Our findings suggest aggressive outreach programs may be required for young men. How to engage vulnerable groups in prevention services is an important issue for future research. These results suggest that health checks could waste valuable resources. One option is to adopt targeted health checks. Targeting limited resources to increase understanding in high-risk populations may be more cost-effective and increase the population benefits [26] . Several studies have demonstrated that targeted screening approaches may be more cost-effective than mass screening [32] [33] . Another option is to use resources in population-wide strategies to increase physical activity or to reduce smoking [26] .

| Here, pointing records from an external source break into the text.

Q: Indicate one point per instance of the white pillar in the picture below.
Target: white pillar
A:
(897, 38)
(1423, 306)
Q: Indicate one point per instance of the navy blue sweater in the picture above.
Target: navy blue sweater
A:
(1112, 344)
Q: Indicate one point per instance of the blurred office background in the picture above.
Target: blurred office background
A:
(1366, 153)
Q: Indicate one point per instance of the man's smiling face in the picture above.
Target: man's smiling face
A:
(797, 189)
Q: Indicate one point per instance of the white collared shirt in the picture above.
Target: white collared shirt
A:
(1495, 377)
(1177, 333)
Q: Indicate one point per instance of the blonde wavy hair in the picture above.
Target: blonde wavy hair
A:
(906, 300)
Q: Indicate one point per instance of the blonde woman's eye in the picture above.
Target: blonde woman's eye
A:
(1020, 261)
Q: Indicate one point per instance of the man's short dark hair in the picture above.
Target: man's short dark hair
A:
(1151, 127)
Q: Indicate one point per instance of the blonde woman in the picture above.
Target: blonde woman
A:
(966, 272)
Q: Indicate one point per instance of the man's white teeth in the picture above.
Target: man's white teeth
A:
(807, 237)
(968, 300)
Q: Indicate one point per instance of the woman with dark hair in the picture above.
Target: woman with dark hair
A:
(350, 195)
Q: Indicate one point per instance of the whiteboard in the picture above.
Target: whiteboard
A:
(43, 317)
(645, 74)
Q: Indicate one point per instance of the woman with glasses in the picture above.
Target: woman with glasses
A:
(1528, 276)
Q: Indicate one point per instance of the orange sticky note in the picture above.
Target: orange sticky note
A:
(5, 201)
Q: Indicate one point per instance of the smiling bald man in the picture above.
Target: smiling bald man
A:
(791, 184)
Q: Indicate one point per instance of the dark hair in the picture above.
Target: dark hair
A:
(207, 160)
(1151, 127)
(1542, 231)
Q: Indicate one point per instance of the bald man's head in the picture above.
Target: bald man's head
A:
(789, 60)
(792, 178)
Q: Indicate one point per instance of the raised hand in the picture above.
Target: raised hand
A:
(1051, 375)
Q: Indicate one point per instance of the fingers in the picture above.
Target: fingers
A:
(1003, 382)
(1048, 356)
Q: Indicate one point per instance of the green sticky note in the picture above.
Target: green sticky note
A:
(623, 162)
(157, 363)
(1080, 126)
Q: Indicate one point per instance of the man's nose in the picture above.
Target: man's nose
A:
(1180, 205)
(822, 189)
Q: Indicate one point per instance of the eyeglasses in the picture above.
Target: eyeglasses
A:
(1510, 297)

In this study, we didn’t use some social variables above despite their importance. We should include these variables for future study.

Future research should examine possible reasons behind the differences in attendance by sex or age. It is also necessary to study the effects of health checks.

4.4. Conclusion

From these results, it can be concluded that the relationship of social status or health-related behaviors with health check attendance rates differs depending on sex and age groups. On the whole, the findings of this study suggest that population groups with increased risks of adverse health effects are less likely to attend health checks than those with decreased risks in particular sex and age groups. It indicates that diverse approaches are required to realize the full benefit of health checks. An increased participation of vulnerable groups might potentially contribute to achieving a positive effect on population health. The effective use of preventive services is a key factor in the reduction of important health concerns. It has the potential to make people healthier as well as to prolong their lives.

Acknowledgements

The Kanazawa Study 2011 was commissioned by Kanazawa city. We would like to thank the study participants who responded to the survey and all of our colleagues of the department.

Conflicts of Interest

The authors declare no conflicts of interest.

Cite this paper

Tsujiguchi, H. , Hori, D. , Kambayashi, Y. , Hamagishi, T. , Asakura, H. , Mitoma, J. , Kitaoka, M. , Olando, A. , Thao, N. , Yamada, Y. , Hayashi, K. , Konoshita, T. , Sagara, T. , Shibata, A. and Nakamura, H. (2017) Sex- and Age-Specific Associations of Social Status and Health-Related Behaviors with Health Check Attendance: Findings from the Cross-Sectional Kanazawa Study. Health, 9, 1285-1300. doi: 10.4236/health.2017.99093.